Not bad for one who started out designing for the Education Board. “I thought, oh god, if this is what being an architect is like …” His partner, Kirsty, saw an ad in the classifieds. Draftsmen wanted to work on a feature film. That was Savage Islands, and he has never looked back, despite the odd year spent waiting for work. Thus he found himself working alongside Tom Cruise in Taranaki on The Last Samurai. There was the technical challenge of making the samurai village look suitably antique. “We always leave a whole lot of chickens loose – wild cats and chickens, so they had a bit of dynamic going on,” recalls Sinclair. “That always ages a set.”
He was marooned on a Fijian island while Tom Hanks talked to a volleyball (when it comes to awards, Wilson – the volleyball – was robbed). Cast Away director Robert Zemeckis decided to make most of the movie with a crew of only 15, banishing the rest to the other side of the island. It was … intimate. “I was kind of like his survivalist,” says Sinclair, of Hanks. And there was that underrated Kiwi asset on a film location: tough feet. Zemeckis wanted Hanks to walk across a reef. “Do it how Kim would do it,” he told Hanks. “Tom had terrible feet. He had to put rubber feet on all the time.”
He rose to the occasion. Filming was halted when the star couldn’t be brought in through stormy seas to do his scenes. “Then I go walking along the path and hear someone whistling. There’s Tom in his Speedos, sweeping out his little hut. He went, ‘I put a life jacket on and swam in over the reef.’ What Hollywood star would do that? He surfed in.”
It’s not all glamour, says Sinclair. “It’s not glamour at all, really.” He doesn’t worry about not working. “I worry about running out of money. We need to eat.” Still, jobs shouldn’t be a problem post-Oscar, you’d imagine. An important agent offered to represent him if he moved to Los Angeles. “I don’t want to move to LA.” There are elderly family members here. His daughter is still living at home. So he’s away a lot. “That’s the hardest thing and the most controversial thing in this household, yeah. You have to go where the money is. Where the job is.”

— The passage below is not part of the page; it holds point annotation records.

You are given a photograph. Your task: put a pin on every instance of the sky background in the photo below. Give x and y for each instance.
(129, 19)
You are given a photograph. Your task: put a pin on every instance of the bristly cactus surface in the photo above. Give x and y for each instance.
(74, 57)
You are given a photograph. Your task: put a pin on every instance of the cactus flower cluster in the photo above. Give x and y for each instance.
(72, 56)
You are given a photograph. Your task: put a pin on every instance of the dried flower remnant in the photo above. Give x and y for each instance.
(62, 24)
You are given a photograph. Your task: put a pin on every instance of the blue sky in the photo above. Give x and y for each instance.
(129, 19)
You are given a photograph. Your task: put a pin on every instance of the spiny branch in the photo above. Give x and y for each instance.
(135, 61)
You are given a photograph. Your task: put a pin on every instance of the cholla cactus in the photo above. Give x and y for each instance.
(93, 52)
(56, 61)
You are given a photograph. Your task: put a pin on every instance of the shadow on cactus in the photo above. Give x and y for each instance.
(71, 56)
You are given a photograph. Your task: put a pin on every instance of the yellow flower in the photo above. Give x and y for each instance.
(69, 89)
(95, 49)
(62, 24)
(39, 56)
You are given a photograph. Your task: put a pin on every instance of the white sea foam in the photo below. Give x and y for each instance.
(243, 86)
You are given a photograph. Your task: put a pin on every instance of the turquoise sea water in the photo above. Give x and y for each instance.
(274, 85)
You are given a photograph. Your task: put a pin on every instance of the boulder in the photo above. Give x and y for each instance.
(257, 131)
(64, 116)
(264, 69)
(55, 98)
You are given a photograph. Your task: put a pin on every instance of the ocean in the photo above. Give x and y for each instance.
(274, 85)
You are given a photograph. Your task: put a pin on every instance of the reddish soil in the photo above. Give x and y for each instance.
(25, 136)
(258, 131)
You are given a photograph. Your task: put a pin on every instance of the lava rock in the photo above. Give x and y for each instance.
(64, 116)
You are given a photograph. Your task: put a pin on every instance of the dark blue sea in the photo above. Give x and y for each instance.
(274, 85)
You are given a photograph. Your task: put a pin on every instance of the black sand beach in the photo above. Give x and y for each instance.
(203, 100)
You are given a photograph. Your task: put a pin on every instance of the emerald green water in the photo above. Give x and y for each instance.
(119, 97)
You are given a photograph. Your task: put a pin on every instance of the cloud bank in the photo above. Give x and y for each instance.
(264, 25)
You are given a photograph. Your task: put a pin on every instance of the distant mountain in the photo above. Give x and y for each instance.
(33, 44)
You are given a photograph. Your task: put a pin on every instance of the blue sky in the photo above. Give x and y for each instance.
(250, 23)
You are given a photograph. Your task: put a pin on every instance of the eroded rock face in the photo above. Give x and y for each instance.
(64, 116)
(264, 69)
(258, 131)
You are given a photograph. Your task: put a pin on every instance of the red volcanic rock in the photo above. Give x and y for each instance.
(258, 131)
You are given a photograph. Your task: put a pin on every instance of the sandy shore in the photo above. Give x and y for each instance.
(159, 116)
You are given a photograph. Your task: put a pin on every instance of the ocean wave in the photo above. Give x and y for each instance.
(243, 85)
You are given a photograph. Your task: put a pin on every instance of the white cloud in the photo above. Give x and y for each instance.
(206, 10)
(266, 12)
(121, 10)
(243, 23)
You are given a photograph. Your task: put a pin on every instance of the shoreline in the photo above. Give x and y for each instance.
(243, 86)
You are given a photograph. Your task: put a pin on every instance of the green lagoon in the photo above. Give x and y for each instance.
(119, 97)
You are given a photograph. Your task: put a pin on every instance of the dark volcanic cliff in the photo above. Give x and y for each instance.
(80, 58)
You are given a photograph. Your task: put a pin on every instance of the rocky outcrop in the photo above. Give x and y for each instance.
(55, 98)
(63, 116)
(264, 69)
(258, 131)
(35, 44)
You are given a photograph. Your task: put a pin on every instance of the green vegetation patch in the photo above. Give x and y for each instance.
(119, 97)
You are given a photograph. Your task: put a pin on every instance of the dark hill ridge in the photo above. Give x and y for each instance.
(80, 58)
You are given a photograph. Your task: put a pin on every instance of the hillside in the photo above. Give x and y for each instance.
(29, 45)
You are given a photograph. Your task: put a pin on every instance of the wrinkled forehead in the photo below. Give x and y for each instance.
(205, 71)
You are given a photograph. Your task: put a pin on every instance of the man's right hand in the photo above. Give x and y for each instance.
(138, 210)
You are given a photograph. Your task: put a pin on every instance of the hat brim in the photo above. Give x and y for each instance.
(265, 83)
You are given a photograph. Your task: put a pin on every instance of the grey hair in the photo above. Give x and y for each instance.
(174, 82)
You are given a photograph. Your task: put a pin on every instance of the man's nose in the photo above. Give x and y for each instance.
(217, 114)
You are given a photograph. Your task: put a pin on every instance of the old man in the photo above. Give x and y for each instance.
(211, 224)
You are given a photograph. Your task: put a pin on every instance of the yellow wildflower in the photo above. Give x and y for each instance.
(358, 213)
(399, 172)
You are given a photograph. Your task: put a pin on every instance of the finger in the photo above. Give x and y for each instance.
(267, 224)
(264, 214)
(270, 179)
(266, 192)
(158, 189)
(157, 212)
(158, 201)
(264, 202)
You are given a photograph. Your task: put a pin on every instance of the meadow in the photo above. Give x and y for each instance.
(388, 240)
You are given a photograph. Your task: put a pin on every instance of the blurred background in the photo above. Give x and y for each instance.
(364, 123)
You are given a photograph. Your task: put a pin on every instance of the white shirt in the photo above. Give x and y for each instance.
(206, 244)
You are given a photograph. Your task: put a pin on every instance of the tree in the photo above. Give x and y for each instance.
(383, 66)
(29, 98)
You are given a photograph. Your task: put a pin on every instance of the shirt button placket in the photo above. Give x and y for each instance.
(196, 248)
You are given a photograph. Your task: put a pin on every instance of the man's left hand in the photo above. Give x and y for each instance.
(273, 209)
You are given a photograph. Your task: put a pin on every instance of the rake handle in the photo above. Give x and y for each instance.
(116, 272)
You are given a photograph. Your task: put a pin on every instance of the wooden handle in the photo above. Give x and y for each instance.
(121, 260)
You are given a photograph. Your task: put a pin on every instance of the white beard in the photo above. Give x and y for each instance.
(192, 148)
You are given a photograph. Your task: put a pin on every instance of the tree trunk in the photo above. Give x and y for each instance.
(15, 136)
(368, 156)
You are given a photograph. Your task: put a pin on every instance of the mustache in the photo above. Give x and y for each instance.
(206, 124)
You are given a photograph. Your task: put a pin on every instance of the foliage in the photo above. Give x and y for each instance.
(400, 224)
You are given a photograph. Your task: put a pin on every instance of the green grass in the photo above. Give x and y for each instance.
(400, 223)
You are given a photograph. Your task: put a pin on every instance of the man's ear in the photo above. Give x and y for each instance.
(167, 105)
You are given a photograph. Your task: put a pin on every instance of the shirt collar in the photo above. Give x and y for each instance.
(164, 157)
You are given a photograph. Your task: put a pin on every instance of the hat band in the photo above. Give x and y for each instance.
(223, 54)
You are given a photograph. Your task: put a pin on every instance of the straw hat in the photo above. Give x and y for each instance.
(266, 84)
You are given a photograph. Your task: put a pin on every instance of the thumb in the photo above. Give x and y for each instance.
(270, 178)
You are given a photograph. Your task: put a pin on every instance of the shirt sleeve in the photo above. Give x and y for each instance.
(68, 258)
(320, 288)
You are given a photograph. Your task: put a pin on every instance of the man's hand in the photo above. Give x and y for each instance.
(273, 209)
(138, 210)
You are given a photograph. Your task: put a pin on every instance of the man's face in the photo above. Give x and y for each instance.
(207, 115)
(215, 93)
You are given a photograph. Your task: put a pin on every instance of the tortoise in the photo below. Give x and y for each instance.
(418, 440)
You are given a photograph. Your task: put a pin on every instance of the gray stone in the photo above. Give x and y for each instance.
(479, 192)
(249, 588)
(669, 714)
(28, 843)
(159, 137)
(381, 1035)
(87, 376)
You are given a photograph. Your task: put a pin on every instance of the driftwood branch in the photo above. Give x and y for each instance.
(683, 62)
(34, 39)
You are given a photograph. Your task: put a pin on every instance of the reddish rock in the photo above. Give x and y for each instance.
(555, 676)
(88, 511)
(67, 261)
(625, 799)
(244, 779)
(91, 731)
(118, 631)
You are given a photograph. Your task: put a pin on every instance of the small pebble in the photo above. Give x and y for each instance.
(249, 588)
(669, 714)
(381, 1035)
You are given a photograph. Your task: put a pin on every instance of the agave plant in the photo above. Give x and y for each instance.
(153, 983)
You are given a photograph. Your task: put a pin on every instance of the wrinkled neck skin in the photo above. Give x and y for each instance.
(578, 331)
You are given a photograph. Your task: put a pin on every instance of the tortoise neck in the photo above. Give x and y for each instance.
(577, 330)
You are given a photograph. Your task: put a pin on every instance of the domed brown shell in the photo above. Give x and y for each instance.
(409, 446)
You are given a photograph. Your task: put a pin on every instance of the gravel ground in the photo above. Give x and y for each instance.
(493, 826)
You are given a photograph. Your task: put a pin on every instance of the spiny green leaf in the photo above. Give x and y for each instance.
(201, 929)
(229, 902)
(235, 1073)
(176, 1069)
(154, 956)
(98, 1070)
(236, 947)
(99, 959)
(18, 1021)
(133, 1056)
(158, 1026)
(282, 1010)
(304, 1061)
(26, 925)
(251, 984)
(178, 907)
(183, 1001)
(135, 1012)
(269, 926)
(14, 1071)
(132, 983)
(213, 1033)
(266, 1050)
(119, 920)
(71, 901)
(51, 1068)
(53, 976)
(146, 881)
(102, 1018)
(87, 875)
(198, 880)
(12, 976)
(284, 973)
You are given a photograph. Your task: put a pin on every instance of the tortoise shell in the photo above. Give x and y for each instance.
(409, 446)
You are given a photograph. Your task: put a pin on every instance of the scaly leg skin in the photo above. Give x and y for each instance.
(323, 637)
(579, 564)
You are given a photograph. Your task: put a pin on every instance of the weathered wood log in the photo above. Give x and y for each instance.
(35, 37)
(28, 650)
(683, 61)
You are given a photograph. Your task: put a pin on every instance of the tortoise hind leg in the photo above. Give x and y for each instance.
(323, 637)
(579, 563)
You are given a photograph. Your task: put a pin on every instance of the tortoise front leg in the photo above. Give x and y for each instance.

The imaginary architect in the real world: Sinclair’s modus operandi sounds like it hasn’t advanced a lot from the days of getting assignments by pigeon post. “I once got rung up 18 hours before going to Thailand for six months,” he muses.
When we meet, he’s about to take off again for a couple of weeks on a project he can’t yet talk about. Except to say that it’s of the big sweeping-historical-epic variety. The meeting was supposed to be in Paris. Then it changed to somewhere yet to be announced. This was a couple of days before he was due to leave. “I just went and bloody bought a French map and the plugs. I’ll try and get that money back if I’m not going to Paris. Bugger that.” Last I heard he was off to LA. “I’m always semi-packed,” he says. “Ready to go.”